The first was recalled famously by Virginia Woolf of her sister Vanessa (nee Stephen, like Virginia) Bell, of a scene in at the Bell's Fitzroy Square flat, c. 1907, when Lytton Strachey, "point[ing] his finger at a stain on Vanessa's white dress", enquired: ‘Semen?’" Woolf tells us she thought, "Can one really say it," and then "we burst out laughing. With that one word all barriers of reticence and reserve went down. A flood of the sacred fluid seemed to overwhelm us."
The other world-changer arrived fifty-five or so years later, as recalled by Philip Larkin (I first typed Roth! Mea gulpa - "Dr. Howard, Dr. Freud..." - after The Three Stooges) in "Annus Mirabilis":
Sexual intercourse began
In nineteen sixty-three
(which was rather late for me) -
Between the end of the Chatterley ban
And the Beatles' first LP.
Up to then there'd only been
A sort of bargaining,
A wrangle for the ring,
A shame that started at sixteen
And spread to everything.
Then all at once the quarrel sank:
Everyone felt the same,
And every life became
A brilliant breaking of the bank,
A quite unlosable game.
So life was never better than
In nineteen sixty-three
(Though just too late for me) -
Between the end of the Chatterley ban
And the Beatles' first LP.
Sorry David. But the world changed in the 14th century when William of Ockham offered us nominalism and shifted the center of gravity from the world of essences and natures with which the self must negotiate to the world of the self that creates and declares the meaning and existence of essences and natures.
I'd like to see a study regarding that proportion of those discussing McLuhan "knowingly" who know the actual title of his famous book, The Medium is the *Massage*:
Not quite sure where you're going with that, Scott. But any such study would surely explain that McLuhan coined the expression "the medium is the message" years before the fortunate accident that produced the newer variant 'probe' "the medium is the massage."

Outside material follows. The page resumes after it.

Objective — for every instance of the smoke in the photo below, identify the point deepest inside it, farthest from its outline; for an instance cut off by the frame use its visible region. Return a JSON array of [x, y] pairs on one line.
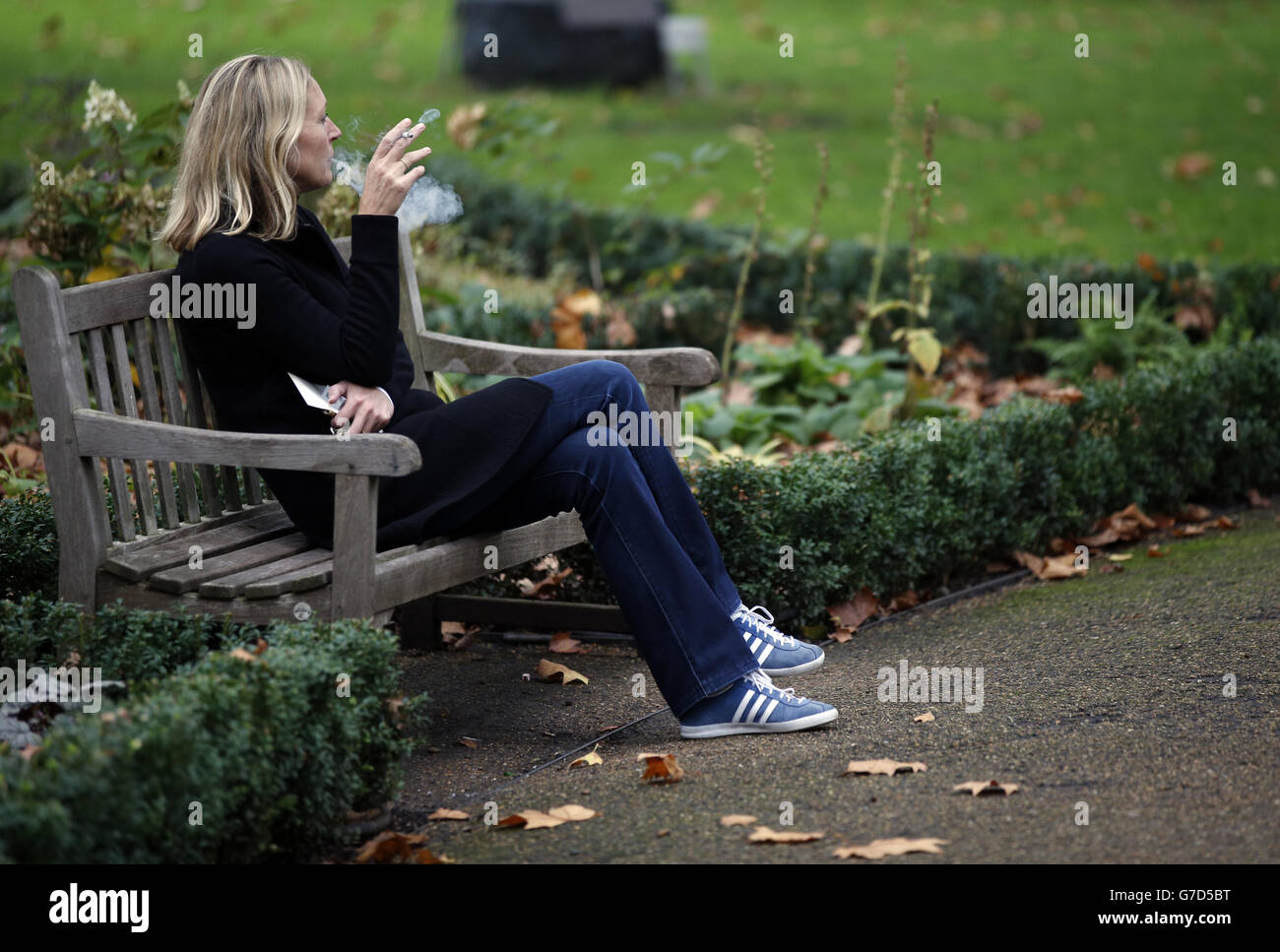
[[429, 201]]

Chapter one of McLuhan's best known work, Understanding Media, the Extensions of Man is entitled "The Medium is the Message" and that chapter, published in 1964, explores the original aphorism/probe in great detail.
And I think McLuhan would probably agree with Brooks' assessment of the iPhone.
"Not quite sure where you're going with that, Scott."
No hairfine subtleties intended. Restated: random sample 100 people professing thumbnail recognition of McLuhan, ask them to fill the blank on his book title, "The Medium is the _______," - and see if more than 5 answer "Massage." It's an error of a sort quite common in our culture: similar misprisions abound among even the most culturally literate, and every reader will, I suspect, recall telling examples, whether a wincing Error of One's Own (me: guilty for too long myself on the massage/message title), since corrected without anaesthetic, or those pounced on from others...
McLuhan would observe this discussion with out a point of view!